Green has also shown an ability to grind for pressure catches despite active coverage schemes against him. He has scored just one touchdown in the last five games and his longest catch in the last four games is 21 yards. But that 21-yarder came last Sunday in Pittsburgh with eight seconds left and led to Josh Brown's field goal that put the Bengals in the playoffs.
"It will be like that sometimes. At Pittsburgh I didn't have any deep balls. It was all short routes and trying to make it happen after the catch," Green said. "Some games will be like that. You've got to grind it out. The big shots will happen."
Somehow, he still managed to find 116 yards on 10 catches, only Cincinnati's fourth 100-yard receiving game against Pittsburgh in Marvin Lewis's 10 seasons.
"It didn't even feel like 116. My body was sore. That was probably the worst my body's felt," Green said. "That game was very physical and a long grind. But it felt good to come out with a win."
Like Green, Atkins has enjoyed two postseason berths in his brief career and he's been a big part of them.
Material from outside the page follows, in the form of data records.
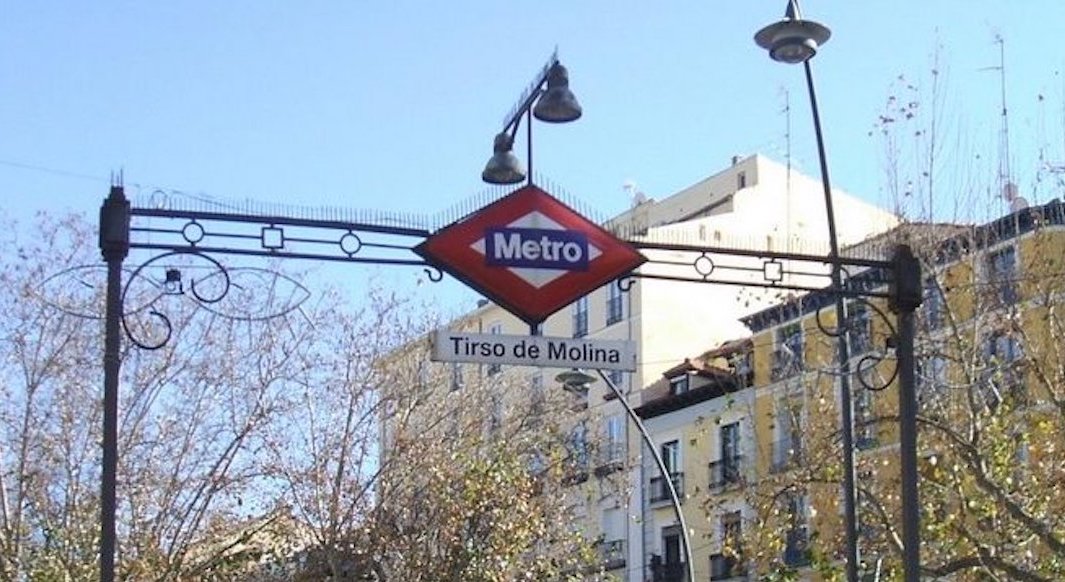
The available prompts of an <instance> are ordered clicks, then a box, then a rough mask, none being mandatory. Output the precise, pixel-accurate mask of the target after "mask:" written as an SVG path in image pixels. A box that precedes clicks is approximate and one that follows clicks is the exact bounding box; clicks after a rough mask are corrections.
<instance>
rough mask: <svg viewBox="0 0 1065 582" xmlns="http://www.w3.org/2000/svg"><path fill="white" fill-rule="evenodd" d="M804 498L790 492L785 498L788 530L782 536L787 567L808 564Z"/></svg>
mask: <svg viewBox="0 0 1065 582" xmlns="http://www.w3.org/2000/svg"><path fill="white" fill-rule="evenodd" d="M807 514H808V512H807V501H806V496H805V495H803V494H799V492H792V494H790V495H788V496H787V516H788V529H787V531H786V532H785V534H784V563H785V564H787V565H788V566H805V565H808V564H809V528H808V526H807V522H806V516H807Z"/></svg>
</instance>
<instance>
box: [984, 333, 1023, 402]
mask: <svg viewBox="0 0 1065 582" xmlns="http://www.w3.org/2000/svg"><path fill="white" fill-rule="evenodd" d="M1023 358H1025V354H1023V351H1022V350H1021V345H1020V340H1018V339H1017V338H1016V337H1014V336H1013V335H1011V334H1007V333H1004V332H998V333H995V334H992V335H990V336H988V337H987V338H986V339H985V340H984V366H985V368H984V371H983V373H982V377H981V381H982V382H981V383H980V389H981V392H982V394H983V398H984V403H985V404H986V405H987V407H988V408H990V409H995V408H996V407H998V405H999V404H1001V403H1002V402H1003V401H1004V400H1007V399H1009V400H1012V401H1013V403H1014V404H1015V405H1020V404H1025V403H1026V402H1027V399H1028V393H1027V389H1026V386H1025V374H1023V372H1025V370H1023V367H1022V366H1021V365H1022V362H1023Z"/></svg>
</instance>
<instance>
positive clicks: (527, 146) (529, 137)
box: [525, 90, 539, 185]
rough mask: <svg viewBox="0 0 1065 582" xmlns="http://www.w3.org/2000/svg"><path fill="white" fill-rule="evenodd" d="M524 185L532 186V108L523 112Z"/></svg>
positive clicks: (532, 162) (532, 170) (532, 149)
mask: <svg viewBox="0 0 1065 582" xmlns="http://www.w3.org/2000/svg"><path fill="white" fill-rule="evenodd" d="M538 91H539V90H538ZM525 172H526V174H525V183H527V184H529V185H533V108H529V109H528V110H527V111H526V112H525Z"/></svg>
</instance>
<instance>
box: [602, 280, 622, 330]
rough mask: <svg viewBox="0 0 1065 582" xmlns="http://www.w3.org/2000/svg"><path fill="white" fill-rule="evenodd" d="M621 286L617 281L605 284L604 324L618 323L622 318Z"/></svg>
mask: <svg viewBox="0 0 1065 582" xmlns="http://www.w3.org/2000/svg"><path fill="white" fill-rule="evenodd" d="M622 300H623V297H622V293H621V287H619V286H618V284H617V282H611V284H610V285H607V286H606V324H607V325H610V324H612V323H618V322H619V321H621V320H622V319H624V317H625V313H624V305H625V304H624V302H623V301H622Z"/></svg>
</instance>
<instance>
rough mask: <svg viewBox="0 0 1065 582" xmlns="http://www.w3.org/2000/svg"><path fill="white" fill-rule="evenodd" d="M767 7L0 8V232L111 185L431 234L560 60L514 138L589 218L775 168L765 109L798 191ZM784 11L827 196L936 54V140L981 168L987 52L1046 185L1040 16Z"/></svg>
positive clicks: (1043, 114) (1048, 45) (305, 5)
mask: <svg viewBox="0 0 1065 582" xmlns="http://www.w3.org/2000/svg"><path fill="white" fill-rule="evenodd" d="M784 7H785V2H783V1H781V0H773V1H758V2H751V1H723V0H719V1H712V2H710V1H705V0H703V1H698V2H695V1H684V2H671V3H665V2H645V1H644V2H634V1H618V0H613V1H599V0H596V1H581V2H567V1H554V0H546V1H543V0H542V1H538V2H499V1H495V2H482V1H466V2H431V1H422V2H412V1H409V0H398V1H389V2H370V1H360V0H349V1H328V2H327V1H307V2H279V1H248V0H246V1H226V2H217V1H213V2H206V1H189V2H143V1H127V2H113V1H102V0H101V1H95V2H75V1H66V2H58V1H49V0H40V1H34V2H17V1H15V0H6V1H5V2H4V5H3V10H2V11H0V12H2V16H0V103H2V104H0V209H3V210H4V211H5V212H7V213H11V214H14V215H15V216H16V217H27V216H29V215H30V213H31V212H32V211H34V210H38V209H55V210H63V209H73V210H78V211H85V212H94V213H95V211H96V208H97V207H98V205H99V201H100V199H101V198H102V196H103V195H104V194H105V190H106V185H108V184H106V178H108V175H109V173H110V172H111V171H112V169H118V168H124V169H125V175H126V181H127V184H146V185H148V184H150V185H151V187H160V188H164V189H176V190H181V191H185V192H193V193H206V194H209V195H213V196H218V197H224V198H246V197H247V198H256V199H261V200H268V201H286V203H293V204H304V205H309V206H318V205H330V206H345V207H353V208H375V207H376V208H384V209H389V210H396V211H410V212H427V213H433V212H436V211H438V210H442V209H443V208H445V207H446V206H448V205H450V204H452V203H456V201H459V200H461V199H462V198H465V197H466V196H470V195H472V194H474V193H476V192H478V191H480V190H481V189H482V184H481V183H480V181H479V174H480V171H481V168H482V166H484V163H485V161H486V160H487V159H488V157H489V155H490V153H491V141H492V136H493V134H494V133H495V132H497V131H498V130H499V128H501V126H502V119H503V116H504V114H506V113H507V111H508V110H509V109H510V108H511V107H512V106H513V104H514V102H515V101H517V99H518V97H519V95H520V93H521V92H522V90H523V88H524V87H525V86H526V85H527V84H528V83H529V82H530V81H531V80H533V77H534V75H535V72H536V71H537V70H538V69H539V67H540V66H541V65H542V64H543V62H544V61H545V60H546V58H547V56H548V54H550V53H551V51H552V50H553V49H554V48H555V47H556V46H557V47H558V49H559V54H560V58H561V60H562V62H563V63H564V64H566V65H567V66H568V67H569V69H570V76H571V81H572V87H573V90H574V92H575V93H576V95H577V97H578V98H579V100H580V102H581V104H583V106H584V109H585V116H584V118H581V119H580V120H579V122H578V123H575V124H568V125H561V126H548V125H545V124H541V123H538V124H537V125H536V126H535V130H534V131H535V135H534V138H535V143H536V167H537V169H538V171H539V172H541V173H543V174H544V175H545V176H547V177H550V178H551V179H552V180H554V181H555V182H557V183H559V184H561V185H562V187H564V189H566V190H567V191H568V192H569V193H570V194H571V195H574V196H576V197H579V198H581V199H584V200H585V201H587V203H588V204H589V205H590V206H592V207H594V208H597V209H601V211H602V212H603V213H604V214H612V213H616V212H618V211H620V210H622V209H624V208H625V207H626V206H627V204H628V200H627V195H626V193H625V192H624V190H623V189H622V184H623V183H625V182H626V181H633V182H635V183H636V184H638V188H639V189H640V190H642V191H643V192H645V193H646V194H648V195H650V196H653V197H663V196H666V195H669V194H671V193H673V192H675V191H677V190H678V189H681V188H684V187H686V185H688V184H690V183H692V182H694V181H697V180H699V179H701V178H702V177H705V176H707V175H709V174H712V173H715V172H717V171H719V169H721V168H723V167H724V166H725V165H726V164H727V163H728V160H730V158H731V157H732V156H733V155H745V153H753V152H756V151H760V152H764V153H767V155H769V156H771V157H774V158H776V159H781V160H783V158H784V156H785V151H786V140H785V131H786V125H785V116H784V115H783V113H782V110H783V109H784V94H785V92H787V93H788V94H789V95H790V102H791V109H792V114H791V127H792V131H791V155H792V158H793V160H794V162H796V163H797V164H798V165H799V166H800V167H801V168H803V169H804V171H806V172H808V173H812V174H815V175H816V171H817V158H816V150H815V147H814V140H813V134H812V131H810V129H809V126H810V123H809V115H808V104H807V101H806V93H805V87H804V84H803V77H802V69H801V67H797V66H786V65H782V64H777V63H774V62H772V61H770V60H769V59H768V56H767V55H766V54H765V52H763V51H761V50H760V49H759V48H757V47H756V46H755V45H754V43H753V41H752V36H753V34H754V32H755V31H756V30H757V29H758V28H760V27H761V26H765V25H767V23H769V22H771V21H773V20H776V19H779V18H780V17H781V16H782V14H783V11H784ZM803 11H804V15H805V16H806V17H807V18H810V19H815V20H819V21H821V22H823V23H825V25H828V26H829V27H831V28H832V30H833V37H832V39H831V41H830V42H829V43H828V45H826V46H825V47H823V50H822V51H821V53H820V54H819V55H818V56H817V59H816V60H815V62H814V65H815V74H816V77H817V87H818V92H819V97H820V100H821V110H822V117H823V123H824V127H825V132H826V139H828V148H829V157H830V166H831V169H832V175H833V182H834V184H835V185H837V187H841V188H843V189H847V190H849V191H851V192H853V193H855V194H858V195H861V196H863V197H865V198H867V199H869V200H871V201H874V203H881V204H884V203H885V200H884V197H883V195H882V194H881V191H882V187H883V179H882V175H883V160H882V156H881V155H880V150H881V144H880V142H879V141H878V140H875V139H873V138H870V136H869V135H868V133H869V130H870V129H871V128H872V126H873V124H874V122H875V120H876V117H878V115H879V114H880V113H881V112H882V111H883V109H884V102H885V100H886V98H887V96H888V94H889V91H890V86H891V84H892V82H894V81H895V80H896V78H897V77H898V76H899V75H900V74H904V75H906V76H908V77H913V78H918V77H922V76H925V75H927V74H928V71H929V70H930V68H931V66H932V59H931V55H932V53H933V52H934V51H935V50H936V46H937V45H940V46H941V47H943V48H941V50H940V68H941V69H944V70H945V71H946V85H945V86H946V91H947V94H948V103H950V106H951V111H952V116H954V117H955V118H956V119H957V125H958V126H961V127H964V128H966V129H965V131H967V132H968V134H969V135H970V139H971V140H972V141H973V142H977V143H983V144H986V146H987V148H989V149H987V151H988V153H992V155H993V153H994V152H995V144H996V139H997V133H996V132H997V131H998V127H999V119H1000V117H999V108H1000V106H999V99H1000V97H999V88H1000V84H999V77H998V74H997V71H994V70H981V69H982V68H985V67H990V66H996V65H998V60H999V53H998V46H997V45H996V44H995V42H994V41H995V36H996V34H999V35H1001V36H1002V37H1003V38H1004V41H1005V55H1006V72H1007V78H1006V82H1007V85H1006V88H1007V97H1009V106H1010V112H1011V117H1010V123H1011V132H1012V145H1013V152H1014V155H1013V158H1014V163H1013V166H1014V168H1015V174H1016V175H1017V176H1018V181H1019V182H1020V183H1021V189H1022V193H1026V195H1027V194H1028V192H1027V191H1026V189H1027V188H1034V185H1033V184H1034V180H1035V178H1036V173H1037V168H1038V164H1039V159H1038V152H1039V151H1041V148H1042V150H1043V152H1044V156H1045V158H1047V159H1048V160H1050V161H1056V162H1058V163H1065V150H1063V143H1065V124H1063V119H1062V111H1063V108H1065V96H1063V87H1065V79H1063V76H1062V70H1063V67H1065V48H1063V45H1062V44H1061V43H1060V42H1059V41H1058V38H1059V37H1060V35H1061V26H1062V25H1061V23H1062V22H1063V21H1065V2H1062V0H1018V1H1014V2H1006V1H1001V0H999V1H989V0H983V1H981V0H977V1H968V2H963V1H956V0H921V1H917V0H894V1H887V0H867V1H861V2H858V1H842V0H834V1H829V0H820V1H819V0H806V1H805V2H803ZM1039 95H1043V96H1044V100H1043V101H1042V102H1041V101H1038V96H1039ZM1041 103H1042V104H1041ZM522 147H523V146H522V145H521V144H519V148H522ZM1047 195H1049V193H1047V192H1044V197H1046V196H1047ZM1032 197H1035V198H1038V196H1032ZM1037 201H1041V200H1037Z"/></svg>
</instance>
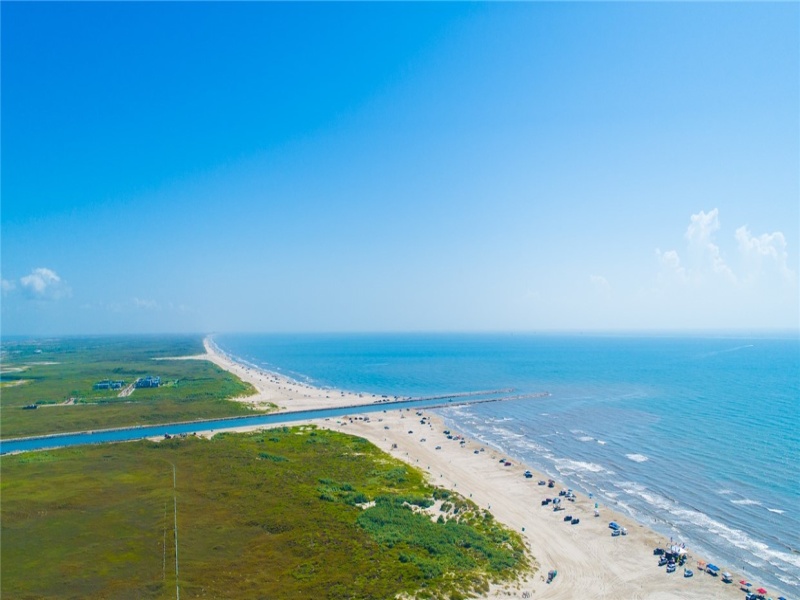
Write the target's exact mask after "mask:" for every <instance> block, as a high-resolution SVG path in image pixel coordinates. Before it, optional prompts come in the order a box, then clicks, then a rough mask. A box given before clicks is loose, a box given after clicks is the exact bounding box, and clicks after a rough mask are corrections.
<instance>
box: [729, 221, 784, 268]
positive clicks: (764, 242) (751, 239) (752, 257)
mask: <svg viewBox="0 0 800 600" xmlns="http://www.w3.org/2000/svg"><path fill="white" fill-rule="evenodd" d="M735 235H736V241H737V242H739V250H740V252H741V253H742V255H743V257H744V259H745V263H746V266H747V268H748V278H749V279H753V278H756V277H758V275H759V274H760V272H761V271H762V269H764V268H769V267H770V266H772V267H774V268H775V269H777V271H778V272H779V273H780V275H781V277H783V278H784V279H785V280H786V281H788V282H793V281H794V277H795V273H794V271H792V270H791V269H790V268H789V266H788V265H787V262H788V259H789V255H788V253H787V252H786V238H785V237H784V235H783V233H782V232H780V231H775V232H773V233H762V234H761V235H759V236H754V235H753V234H751V233H750V230H749V229H748V228H747V226H746V225H743V226H742V227H739V229H737V230H736V234H735ZM765 261H767V267H765V266H764V262H765Z"/></svg>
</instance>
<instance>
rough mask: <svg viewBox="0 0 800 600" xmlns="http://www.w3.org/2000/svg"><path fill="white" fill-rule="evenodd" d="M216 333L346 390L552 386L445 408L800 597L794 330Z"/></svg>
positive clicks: (731, 565)
mask: <svg viewBox="0 0 800 600" xmlns="http://www.w3.org/2000/svg"><path fill="white" fill-rule="evenodd" d="M215 341H216V343H217V344H218V345H219V346H220V347H221V348H222V349H223V350H224V351H225V352H227V353H229V354H230V355H232V356H234V357H237V358H239V359H242V360H244V361H246V362H248V363H250V364H252V365H255V366H258V367H260V368H263V369H267V370H270V371H275V372H278V373H281V374H283V375H286V376H289V377H291V378H293V379H296V380H298V381H303V382H306V383H311V384H314V385H317V386H321V387H331V388H336V389H343V390H347V391H354V392H364V393H371V394H372V393H374V394H378V395H388V396H395V395H397V396H403V397H406V396H418V397H419V396H426V397H430V396H436V395H446V394H459V393H469V392H471V391H474V390H487V389H511V388H513V389H514V390H516V392H515V394H522V395H524V394H535V393H537V392H540V391H541V390H548V392H550V395H549V396H548V397H546V398H540V399H536V400H535V401H530V400H528V401H523V400H520V401H516V400H508V401H505V402H501V403H489V404H475V405H470V406H459V407H445V408H442V409H439V411H438V412H440V414H442V416H443V417H444V418H445V419H446V420H447V421H448V422H450V423H451V424H452V426H453V427H455V428H458V429H459V430H461V431H462V432H464V433H466V434H468V435H470V436H473V437H475V438H478V439H480V440H482V441H483V442H484V443H486V444H490V445H492V446H495V447H497V448H498V449H501V450H502V451H503V452H505V453H508V454H509V455H513V456H515V457H516V458H518V459H520V460H524V461H525V462H526V463H528V464H530V465H531V466H532V467H535V468H537V469H539V470H541V471H543V472H546V473H549V474H551V475H553V476H554V477H557V478H559V479H561V480H563V481H565V482H567V483H568V484H571V485H572V486H573V487H576V488H579V489H582V490H583V491H585V492H591V493H594V494H595V495H596V496H597V497H598V498H599V499H600V501H601V502H602V503H604V504H606V505H608V506H610V507H612V508H614V509H616V510H620V511H623V512H626V513H628V514H630V515H631V516H633V517H635V518H636V519H637V520H639V521H640V522H642V523H643V524H645V525H648V526H650V527H652V528H653V529H655V530H657V531H659V532H661V533H663V534H665V535H668V536H671V537H673V538H674V539H676V540H678V541H682V542H686V543H687V545H688V546H690V547H692V548H694V549H696V550H697V551H698V553H700V554H704V555H706V556H709V557H712V558H713V559H714V560H715V561H717V564H721V566H727V567H728V568H730V569H732V570H736V571H738V572H743V573H745V574H749V575H750V576H752V577H753V578H754V579H758V580H759V581H763V582H764V583H766V584H769V585H767V586H766V587H767V588H768V589H769V587H770V585H772V586H773V588H774V589H778V590H782V591H784V592H787V593H789V594H791V595H792V596H797V595H798V594H800V553H798V549H800V519H799V518H798V514H797V511H796V510H794V509H793V507H795V508H796V506H797V499H798V496H800V490H798V483H797V482H798V466H797V465H798V462H800V437H799V435H798V429H797V427H796V423H797V422H798V410H800V409H798V403H800V382H798V373H800V342H799V341H798V339H797V337H796V336H795V337H792V336H749V337H741V336H713V337H701V336H692V337H666V336H651V337H644V336H628V337H626V336H578V335H572V336H555V335H539V336H534V335H527V336H526V335H422V334H418V335H318V336H314V335H297V336H291V335H282V336H280V335H279V336H275V335H273V336H266V335H265V336H233V335H226V336H216V337H215ZM770 591H772V590H770ZM774 595H775V596H777V595H778V594H774Z"/></svg>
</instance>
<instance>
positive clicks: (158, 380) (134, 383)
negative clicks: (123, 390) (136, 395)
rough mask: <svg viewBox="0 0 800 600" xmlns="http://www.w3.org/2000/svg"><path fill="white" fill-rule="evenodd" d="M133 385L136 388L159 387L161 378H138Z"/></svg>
mask: <svg viewBox="0 0 800 600" xmlns="http://www.w3.org/2000/svg"><path fill="white" fill-rule="evenodd" d="M133 385H134V386H135V387H137V388H142V387H158V386H160V385H161V377H153V376H152V375H148V376H147V377H139V379H137V380H136V383H134V384H133Z"/></svg>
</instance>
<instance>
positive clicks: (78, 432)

Some would say he should be in the discussion for NFL Defensive Player of the Year.
"J.J. Watt, Von Miller and Aldon Smith are tremendous players and I have to give them all the credit," Atkins said. "They deserve the national attention."
Atkins says it's too hard decide which one he'd cast his ballot, but he agrees they have an easier path to sacks.
"You usually get the grunt work and not 19 or 20 sacks," Atkins said of the life of a tackle. "They're playing more of a glamour position."
But Atkins likes it just fine in the gaps. It's where he finds plenty of motivation.
"I want to get better and show the world that even though I am 6-1, 300 pounds I can still be the best," he said.
The Bengals G-Men seem to have already made their case.